The pole vault bar doesn't care about your credentials. It falls if you miss and holds if you clear. Melissa Gordon has spent her career building organizations around that same honest feedback loop. At Rasa, the bar is nothing less than enterprise AI that actually works - not in the demo, but in production, at scale, in industries where mistakes cost more than reputation.
Melissa Gordon in conversation - discussing Rasa's vision for enterprise AI
The Athlete's Edge
"She was a trailblazing pole vaulter in a sport dominated by men, embodying determination and a drive to push boundaries."
- Rasa
Education
Stanford University — BS Economics
Harvard Business School — Executive Education: Authentic Leadership Development
Women's pole vault wasn't an Olympic event until Sydney 2000. Gordon had already been winning national titles for years.
Rasa's open-source platform has been downloaded over 50 million times. That's more than most enterprise software companies see in a decade.
Two of the world's three largest banks - institutions that spend more on risk management than most companies earn - have chosen Rasa.
Nearly a decade at Oracle, then VP of Worldwide Sales at SingleStore (when it was still called MemSQL), then SVP at Tradeshift.
CALM stands for Conversational AI with Language Models. It's Rasa's answer to the question: can you use LLMs without losing enterprise control? Apparently yes.
Rasa was founded in Berlin in 2016. Gordon runs it from San Francisco. The product works everywhere - on-premises, in cloud, in regulated industries worldwide.

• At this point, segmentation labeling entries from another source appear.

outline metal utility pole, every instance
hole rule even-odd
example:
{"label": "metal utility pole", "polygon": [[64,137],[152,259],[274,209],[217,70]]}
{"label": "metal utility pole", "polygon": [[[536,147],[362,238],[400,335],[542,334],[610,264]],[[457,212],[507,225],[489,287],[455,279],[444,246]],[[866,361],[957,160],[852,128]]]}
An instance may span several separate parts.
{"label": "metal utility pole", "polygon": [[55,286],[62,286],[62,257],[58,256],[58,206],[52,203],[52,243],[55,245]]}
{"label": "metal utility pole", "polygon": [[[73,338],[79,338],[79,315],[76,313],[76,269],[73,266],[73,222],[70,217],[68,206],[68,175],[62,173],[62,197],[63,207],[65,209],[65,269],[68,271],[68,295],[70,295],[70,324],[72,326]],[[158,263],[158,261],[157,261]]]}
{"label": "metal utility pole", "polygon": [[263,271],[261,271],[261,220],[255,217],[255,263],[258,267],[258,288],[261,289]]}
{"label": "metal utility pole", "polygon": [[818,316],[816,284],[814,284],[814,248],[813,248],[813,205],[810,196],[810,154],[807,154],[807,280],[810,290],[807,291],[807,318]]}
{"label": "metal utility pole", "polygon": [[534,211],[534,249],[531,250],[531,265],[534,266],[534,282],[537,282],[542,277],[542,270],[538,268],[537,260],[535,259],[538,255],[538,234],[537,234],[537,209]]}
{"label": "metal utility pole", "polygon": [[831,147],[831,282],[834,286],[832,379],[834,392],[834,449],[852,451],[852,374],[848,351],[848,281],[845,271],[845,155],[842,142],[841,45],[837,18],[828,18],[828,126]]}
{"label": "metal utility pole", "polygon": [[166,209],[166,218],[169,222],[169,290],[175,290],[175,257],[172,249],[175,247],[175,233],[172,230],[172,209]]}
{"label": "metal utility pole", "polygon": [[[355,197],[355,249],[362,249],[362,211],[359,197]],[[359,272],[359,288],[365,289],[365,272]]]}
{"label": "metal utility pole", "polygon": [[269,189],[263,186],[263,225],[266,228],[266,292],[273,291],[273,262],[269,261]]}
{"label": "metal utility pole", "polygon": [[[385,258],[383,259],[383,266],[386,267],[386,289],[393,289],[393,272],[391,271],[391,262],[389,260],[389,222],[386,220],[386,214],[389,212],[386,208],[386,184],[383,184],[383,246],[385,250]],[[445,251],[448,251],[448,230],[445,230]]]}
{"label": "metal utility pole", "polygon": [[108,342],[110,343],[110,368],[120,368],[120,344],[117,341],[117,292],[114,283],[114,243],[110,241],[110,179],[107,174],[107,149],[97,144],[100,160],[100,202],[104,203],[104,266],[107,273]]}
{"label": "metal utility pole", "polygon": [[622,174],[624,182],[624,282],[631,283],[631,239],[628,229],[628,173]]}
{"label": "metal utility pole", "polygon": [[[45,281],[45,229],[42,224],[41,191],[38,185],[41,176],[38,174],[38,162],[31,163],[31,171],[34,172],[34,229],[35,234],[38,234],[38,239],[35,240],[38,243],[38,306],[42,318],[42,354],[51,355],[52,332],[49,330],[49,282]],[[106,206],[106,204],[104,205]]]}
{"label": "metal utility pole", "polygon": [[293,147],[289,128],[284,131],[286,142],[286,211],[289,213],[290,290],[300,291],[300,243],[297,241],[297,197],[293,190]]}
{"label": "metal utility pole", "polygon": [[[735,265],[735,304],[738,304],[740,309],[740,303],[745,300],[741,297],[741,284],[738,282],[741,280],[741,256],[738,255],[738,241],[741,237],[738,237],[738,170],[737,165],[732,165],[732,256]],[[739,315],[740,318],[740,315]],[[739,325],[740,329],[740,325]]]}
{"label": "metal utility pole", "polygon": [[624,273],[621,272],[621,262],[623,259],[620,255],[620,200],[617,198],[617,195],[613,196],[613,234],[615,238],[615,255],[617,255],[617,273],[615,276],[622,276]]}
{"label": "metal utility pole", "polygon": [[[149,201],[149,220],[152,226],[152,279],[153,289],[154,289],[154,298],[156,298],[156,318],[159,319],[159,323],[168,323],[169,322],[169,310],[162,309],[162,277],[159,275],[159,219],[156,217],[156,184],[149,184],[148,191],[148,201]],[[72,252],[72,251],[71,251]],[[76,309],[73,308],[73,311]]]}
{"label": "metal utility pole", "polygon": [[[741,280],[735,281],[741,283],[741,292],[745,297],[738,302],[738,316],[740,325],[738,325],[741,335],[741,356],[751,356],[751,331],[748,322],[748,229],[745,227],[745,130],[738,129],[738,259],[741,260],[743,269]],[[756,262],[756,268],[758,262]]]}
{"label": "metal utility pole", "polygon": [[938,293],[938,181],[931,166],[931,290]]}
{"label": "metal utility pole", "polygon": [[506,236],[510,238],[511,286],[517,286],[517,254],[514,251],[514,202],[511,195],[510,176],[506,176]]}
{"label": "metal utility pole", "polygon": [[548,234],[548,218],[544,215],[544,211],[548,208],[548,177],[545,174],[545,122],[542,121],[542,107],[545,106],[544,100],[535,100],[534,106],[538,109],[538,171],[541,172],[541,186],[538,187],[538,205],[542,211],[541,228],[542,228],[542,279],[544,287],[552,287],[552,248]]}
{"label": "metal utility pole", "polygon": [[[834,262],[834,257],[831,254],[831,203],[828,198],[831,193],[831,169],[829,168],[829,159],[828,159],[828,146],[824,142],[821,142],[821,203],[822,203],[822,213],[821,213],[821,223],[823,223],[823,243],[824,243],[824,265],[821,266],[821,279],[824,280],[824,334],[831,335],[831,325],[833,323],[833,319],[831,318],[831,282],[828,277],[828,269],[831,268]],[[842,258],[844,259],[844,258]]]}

Rasa is the infrastructure layer for enterprise conversational AI. Not a no-code chatbot builder. Not a consumer AI toy. The platform that lets a bank's engineering team build, train, and deploy an AI assistant that handles hundreds of thousands of conversations a day - without routing sensitive data through someone else's cloud.
The open-source roots are real. Rasa NLU launched in 2016 as a developer tool; within years it had 50 million downloads and a community of practitioners who chose it precisely because it didn't lock them in. Gordon's job has been converting that goodwill into enterprise contracts.
The CALM framework is the hinge. It uses LLMs for what they're actually good at - understanding natural language - while keeping business logic in deterministic systems that compliance officers can audit. The result is an AI assistant that can hold a nuanced conversation without improvising on the parts that matter.